Code Monkey home page Code Monkey logo

mmdb-from-go-blogpost's Introduction

Enriching MMDB files with your own data using Go

MaxMind DB (or MMDB) files facilitate the storage and retrieval of data in connection with IP addresses and IP address ranges, making queries for such data very fast and easy to perform. While MMDB files are usable on a variety of platforms and in a number of different programming languages, this article will focus on building MMDB files using the Go programming language.

MaxMind offers several prebuilt MMDB files, like the free GeoLite2 Country MMDB file. For many situations these MMDB files are useful enough as is. If, however, you have your own data associated with IP address ranges, you can create hybrid MMDB files, enriching existing MMDB contents with your own data. In this article, we're going to add details about a fictional company's IP address ranges to the GeoLite2 Country MMDB file. We'll be building a new MMDB file, one that contains both MaxMind's and our fictional company's data.

If you don't need any of the MaxMind data, but you still want to create a fast, easy-to-query database keyed on IP addresses and IP address ranges, you can consult this example code showing how to create an MMDB file from scratch.

Prerequisites

  • you must have git installed in order to clone the code and install the dependencies, and it must be in your $PATH
  • Go 1.14 or later must be installed, and go must be in your $PATH
  • the mmdbinspect tool must be installed and be in your $PATH
  • a copy of the GeoLite2 Country database must be in your working directory
  • your working directory (which can be located under any parent directory) must be named mmdb-from-go-blogpost (if you clone the code using the instructions below, this directory will be created for you)
  • a basic understanding of Go and of IP addresses and CIDR notation will be helpful, but allowances have been made for the intrepid explorer for whom these concepts are novel!

Using Docker or Vagrant

The code repository comes with a Dockerfile and a Vagrantfile included.

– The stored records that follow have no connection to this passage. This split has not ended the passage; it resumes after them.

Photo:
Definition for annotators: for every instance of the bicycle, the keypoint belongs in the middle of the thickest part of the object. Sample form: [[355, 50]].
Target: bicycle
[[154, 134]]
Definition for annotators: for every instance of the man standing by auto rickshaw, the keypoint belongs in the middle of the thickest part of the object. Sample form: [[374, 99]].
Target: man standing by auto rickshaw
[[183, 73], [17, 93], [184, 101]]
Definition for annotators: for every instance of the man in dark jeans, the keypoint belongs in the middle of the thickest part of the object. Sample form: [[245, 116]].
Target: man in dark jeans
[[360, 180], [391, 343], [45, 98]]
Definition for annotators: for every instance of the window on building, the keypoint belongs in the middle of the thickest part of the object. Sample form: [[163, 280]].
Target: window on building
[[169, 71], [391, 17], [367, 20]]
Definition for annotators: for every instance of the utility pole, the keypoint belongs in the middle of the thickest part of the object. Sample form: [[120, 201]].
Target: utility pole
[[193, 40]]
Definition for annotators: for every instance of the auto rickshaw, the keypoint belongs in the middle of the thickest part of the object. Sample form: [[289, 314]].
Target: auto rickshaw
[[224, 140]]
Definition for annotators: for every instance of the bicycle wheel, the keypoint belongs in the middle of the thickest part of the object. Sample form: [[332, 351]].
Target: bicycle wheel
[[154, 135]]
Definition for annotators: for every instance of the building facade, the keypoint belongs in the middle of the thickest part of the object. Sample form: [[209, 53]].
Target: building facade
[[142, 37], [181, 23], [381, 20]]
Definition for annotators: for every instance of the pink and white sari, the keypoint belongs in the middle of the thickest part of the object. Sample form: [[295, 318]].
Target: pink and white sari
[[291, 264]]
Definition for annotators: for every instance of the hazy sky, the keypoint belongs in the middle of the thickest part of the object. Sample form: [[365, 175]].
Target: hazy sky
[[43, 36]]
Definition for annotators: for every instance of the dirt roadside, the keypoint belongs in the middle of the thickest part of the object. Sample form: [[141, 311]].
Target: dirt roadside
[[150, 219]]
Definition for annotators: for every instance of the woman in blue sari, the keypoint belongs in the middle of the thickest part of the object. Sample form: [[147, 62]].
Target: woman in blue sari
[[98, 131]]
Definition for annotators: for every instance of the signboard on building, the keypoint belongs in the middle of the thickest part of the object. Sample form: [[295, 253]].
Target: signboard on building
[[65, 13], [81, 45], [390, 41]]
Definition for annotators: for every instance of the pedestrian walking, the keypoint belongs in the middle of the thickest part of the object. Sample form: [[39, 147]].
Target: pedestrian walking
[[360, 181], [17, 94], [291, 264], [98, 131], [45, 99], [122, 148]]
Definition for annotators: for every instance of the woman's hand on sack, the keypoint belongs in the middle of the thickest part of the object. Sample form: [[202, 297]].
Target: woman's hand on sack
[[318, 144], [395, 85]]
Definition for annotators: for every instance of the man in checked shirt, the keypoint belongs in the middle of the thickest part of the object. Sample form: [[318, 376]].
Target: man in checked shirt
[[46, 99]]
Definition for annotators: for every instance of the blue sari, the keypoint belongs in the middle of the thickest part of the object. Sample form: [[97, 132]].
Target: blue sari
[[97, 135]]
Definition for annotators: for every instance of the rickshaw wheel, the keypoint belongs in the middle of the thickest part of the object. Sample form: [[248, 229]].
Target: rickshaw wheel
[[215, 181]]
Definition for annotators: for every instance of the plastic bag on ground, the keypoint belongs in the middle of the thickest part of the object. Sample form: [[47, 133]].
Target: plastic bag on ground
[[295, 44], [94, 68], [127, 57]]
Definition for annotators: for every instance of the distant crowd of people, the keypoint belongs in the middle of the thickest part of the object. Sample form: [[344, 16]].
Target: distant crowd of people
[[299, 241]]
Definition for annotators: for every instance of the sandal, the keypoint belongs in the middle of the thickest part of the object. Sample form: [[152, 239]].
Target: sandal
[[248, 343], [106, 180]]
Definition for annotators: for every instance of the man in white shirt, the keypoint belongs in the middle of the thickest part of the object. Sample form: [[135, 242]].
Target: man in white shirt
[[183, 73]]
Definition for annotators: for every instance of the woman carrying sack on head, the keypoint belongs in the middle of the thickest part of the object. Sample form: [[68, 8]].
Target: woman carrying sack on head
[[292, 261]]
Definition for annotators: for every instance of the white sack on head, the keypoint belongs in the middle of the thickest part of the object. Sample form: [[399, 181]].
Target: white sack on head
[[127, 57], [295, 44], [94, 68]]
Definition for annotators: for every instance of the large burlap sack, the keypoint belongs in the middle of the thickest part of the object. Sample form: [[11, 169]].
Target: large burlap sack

If you'd like to begin work in an environment which has all of the necessary software dependencies pre-installed, see our documentation for getting started with Docker and Vagrant.

AcmeCorp's data

For the purposes of this tutorial, I have mocked up some data for a fictional company, AcmeCorp. This method can be adapted for your own real data, as long as that data maps to IP addresses or IP address ranges.

AcmeCorp has three departments:

  • SRE, whose IP addresses come from the 56.0.0.0/16 range,
  • Development, whose IP addresses come from the 56.1.0.0/16 range, and
  • Management, whose IP addresses come from the 56.2.0.0/16 range.

Members of the SRE department have access to all three of AcmeCorp's environments, development, staging, and production. Members of the Development and Management departments have access to the development and staging environments (but not to production).

Each valid record in GeoLite2 Country is a map, containing data about the country associated with the IP address.

For each of the AcmeCorp ranges, we're going to add to the existing data the AcmeCorp.Environments and AcmeCorp.DeptName keys. More on this later.

The steps we're going to take

We're going to write some Go code that makes use of the MaxMind mmdbwriter Go module to:

  1. Load the GeoLite2 Country MaxMind DB.
  2. Add our own internal department data to the appropriate IP address ranges.
  3. Write the enriched database to a new MMDB file.
  4. Look up the new data in the enriched database to confirm our additions.
    • We will use the mmdbinspect tool to see our new data in the MMDB file we've built and compare a few ranges in it to those in the old GeoLite2 Country MMDB file.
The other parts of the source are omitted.